Mayor Fine calls it quits, won’t run for second term on council

Palo Alto Mayor Adrian Fine

BY SARA TABIN
Daily Post Staff Writer

Palo Alto Mayor Adrian Fine, who campaigned four years ago as an advocate for more housing, announced today that he will not seek re-election to City Council.

Fine, 34, said he chose not to run because his wife is having a baby in October.

While he was an advocate for more housing, the city’s housing numbers did not grow during his four-year term. Only one affordable housing project, Wilton Court, was approved during his tenure while the city lost 75 units when council approved the conversion of the President Hotel from housing to a hotel. The council also approved 50 new apartments at 3001 El Camino in 2017, but none of those units are affordable.

Fine drew ire from council colleagues when he sent letters of support for SB50, a now abandoned bill that would have pre-empted local zoning near transit and jobs, and the Caltrain tax. Other members of the council accused him of trying to endorse controversial legislation on behalf of the city. Fine said it was his right, as mayor, to use city stationery for his letters to other officials on these issues.

At a June 8 meeting where dozens of residents spoke out against police brutality, Fine incited anger by telling residents they couldn’t name specific cops who have been accused of misconduct.

Some of the speakers named individual cops including Tom DeStefano, who was the subject of a $250,000 civil settlement in 2013 and is named in a current claim for $3.8 million against the city for alleged brutality.

Mayor Adrian Fine asked residents to focus on “policy not people.”

Mark Loveland said Fine was “tone-deaf and insensitive” for telling residents not to call out city officials by name. He said that if the police won’t hold officers accountable, and residents can’t call for accountability, then residents have no recourse.

At the next meeting, the prohibition against naming names had been dropped.

Fine’s employed as the marketing director of Autonomic, an arm of Ford Motor Co. that is developing connected vehicles.

In the November election, four seats are up for grabs on City Council and, at this point, it appears there will be 11 candidates.

Incumbents Greg Tanaka and Lydia Kou are running for second terms.

Other candidates in the hunt for one of the four seats include former Mayor Pat Burt, Human Rights Commission member Steven Lee, Planning and Transportation Commission members Cari Templeton and Ed Lauing, systems engineer Raven Malone, lawyer Rebecca Eisenberg, WhatsApp product management director Varma Ajit, former Human Relations Commission member Greer Stone and Brett Schilke, who works for Singularity University.

The deadline to file papers to run for council is Wednesday (Aug. 12), but would-be candidates need to talk to the city clerk a few days before the deadline to pull the necessary papers.

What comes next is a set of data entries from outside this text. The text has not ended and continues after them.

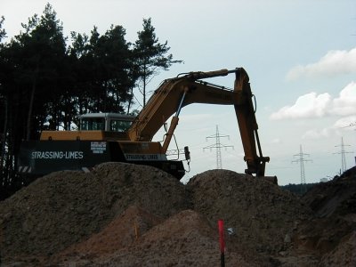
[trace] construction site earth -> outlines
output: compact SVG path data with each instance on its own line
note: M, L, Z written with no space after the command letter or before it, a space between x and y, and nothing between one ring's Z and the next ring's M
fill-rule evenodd
M356 266L356 169L303 197L228 170L104 163L0 202L1 266Z

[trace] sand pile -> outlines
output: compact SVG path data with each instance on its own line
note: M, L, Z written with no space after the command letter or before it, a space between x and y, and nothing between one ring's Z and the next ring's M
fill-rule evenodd
M124 163L53 173L0 202L1 259L4 266L218 266L222 219L227 266L354 266L356 179L345 181L300 198L227 170L186 185Z

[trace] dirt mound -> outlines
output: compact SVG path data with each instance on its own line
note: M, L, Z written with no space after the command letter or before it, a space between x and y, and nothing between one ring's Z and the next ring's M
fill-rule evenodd
M258 252L287 249L311 210L270 181L231 171L212 170L188 183L194 209L211 222L223 219L239 243Z
M222 219L228 266L354 266L352 177L301 198L227 170L186 185L123 163L54 173L0 202L1 259L9 266L217 266Z
M184 186L150 166L108 163L42 177L0 205L2 257L51 255L88 239L128 206L168 217L189 208Z
M299 229L298 247L322 257L320 266L355 266L356 176L320 183L303 200L314 216Z

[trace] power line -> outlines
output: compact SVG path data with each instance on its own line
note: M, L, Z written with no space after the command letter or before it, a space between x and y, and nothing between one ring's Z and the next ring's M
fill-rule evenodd
M212 144L212 145L210 145L210 146L207 146L207 147L203 148L203 150L207 150L207 149L209 149L210 150L211 150L212 149L216 149L216 168L217 168L217 169L222 169L222 148L225 148L225 149L226 149L226 148L229 148L229 147L233 148L233 146L227 146L227 145L222 144L222 143L220 142L220 138L222 138L222 137L228 137L228 138L230 138L229 135L221 135L221 134L219 134L219 127L218 127L218 125L216 125L216 134L214 134L214 135L210 135L210 136L206 137L206 141L207 141L207 139L209 139L209 138L214 138L214 139L215 139L215 143L214 143L214 144Z
M301 174L301 192L302 194L305 192L305 171L304 171L304 162L312 161L312 159L305 159L304 156L310 156L309 154L303 153L302 145L300 145L299 154L293 155L294 157L299 157L298 159L292 160L292 162L296 162L300 164L300 174Z
M341 151L337 152L337 153L333 153L333 154L341 154L341 171L340 171L340 174L344 174L344 171L346 171L346 159L345 159L345 154L349 154L349 153L352 153L350 151L345 151L344 150L344 147L350 147L350 145L345 145L344 144L344 139L343 137L341 137L341 144L335 146L335 147L340 147L341 148Z

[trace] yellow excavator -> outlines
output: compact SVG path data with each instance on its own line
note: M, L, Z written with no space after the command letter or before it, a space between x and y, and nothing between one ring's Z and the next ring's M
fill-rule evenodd
M205 79L235 74L234 89ZM189 72L165 80L137 117L94 113L79 117L77 131L44 131L39 141L23 142L18 158L22 175L40 176L61 170L90 171L95 165L116 161L156 166L177 179L185 174L182 160L168 160L168 146L181 109L192 103L234 106L247 167L246 174L264 176L268 157L262 154L258 125L247 73L243 68ZM162 142L152 142L170 125ZM190 160L188 147L185 160Z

Incumbent Liz Kniss is unable to run again due to term limits.

 

 

4 Comments

  1. Council didn’t get much done in the past four years except a lot of virtue signaling. Glad he’s not running again. Dump the do-nothings and get a better crew.

  2. I don’t doubt Mayor Fine had good intentions when he was elected to City Council, but his tenure has been staggeringly bad. Whether through naïveté or ignorance, his supposed “housing advocacy” has been nothing but doing the dirty work for big business and greedy developers. Where is all that housing for people who need it? His legacy? Fire librarians, evict President Hotel tenants, declare the only 11-day curfew in the nation — it would be hard to find any jurisdiction more poorly run than Palo Alto in 2020. He seems like a good man but his efforts have produced the literal opposite of what he purports to stand for. Palo Alto has lost its soul.